Zilijo
W Zilijo na Warniji kedajś nie buło zielgi
zieczerzy, tlo postne jydło.
Na zieczór po chałupach sługi z szemlam
chodzili i dokozuwali.
Grojek przygrywoł jam na akordiónie,
łoni psiakno spiywali.
Łuciechy buło gwolt, każdan sia
radował,
a naziancy bachy.
Sługi dostowoli szpek, woszty, bygielki,
abo ciasam trojoki.
To Twój wieczór Mateńko Najświętsza.
Zmęczona jesteś nużącą podróżą,
szukaniem,
bo nigdzie nie było dla Ciebie miejsca.
W bólach urodzisz Syna.
Maryjo śpiewająca radośnie Magnificat,
Matko, co dziecko nosisz pod sercem,
który zamiast upokorzyć, dał się
zmiażdżyć.
On jest rewolucją, która przyszła,
ma przyjść, przewyższa to, co teraz
jest.
Ty o tym wiesz.
Maryjo Matko jesteś jak tafla wody,
uspokajasz trzcinę brodzącą.
Zachodowi słońca sen dajesz i mgłom też,
one ponętnie codziennie wypatrują
miesiąca.
Jesteś powiewem obłoków spacerujących,
wolnością, od początku aż do końca.
Mateńko Najświętsza, cztery tygodnie
i hymn Twój, one też o nas są.
O mnie, o tobie, o wszystkim i o
wszystkich.
Cisza, bo niebo znów zasypia.
Maryjo Matko, jak dobrze że jesteś.
Zilijo- Wigilia
kedajś- kiedyś
zielgi ziecierzy- wielkiej kolacji
postne jydło- postne potrawy
sługi- przebierańcy
szemel- odpowiednik krakowskiego
lajkonika
gwolt- dużo
naziancy- najwięcej
bachy- dzieci
szpek- słonina
woszty- kiełbasy
bygielki- ciasteczka
trojoki- drobne pieniądze
Gwara warmińska
Komentarze (35)
No i jest wincyj.
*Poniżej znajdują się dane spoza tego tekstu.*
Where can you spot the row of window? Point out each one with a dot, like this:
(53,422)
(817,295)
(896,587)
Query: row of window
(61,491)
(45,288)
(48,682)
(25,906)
No i jestem kontent. Ocalić,
koniecznie, od zapomnienia.
Z zachwytem czytałam modlitwę chwalebną do Matki
Bożej. Z bijącym sercem się przyłączam. Pozdrawiam
serdecznie:)
z ciekawośią przeczytałm. Głębokie ukłony ślę.
Bardzo ładny wiersz wiarą i gwarą pisany, a Wigilia
już niedługo...
Serdeczności ślę, Anno.
Ale się głodna zrobiłam... z głodu to nawet gwarę
zrozumiałam :)
Piękna Wigilia...
Pozdrawiam cieplutko :)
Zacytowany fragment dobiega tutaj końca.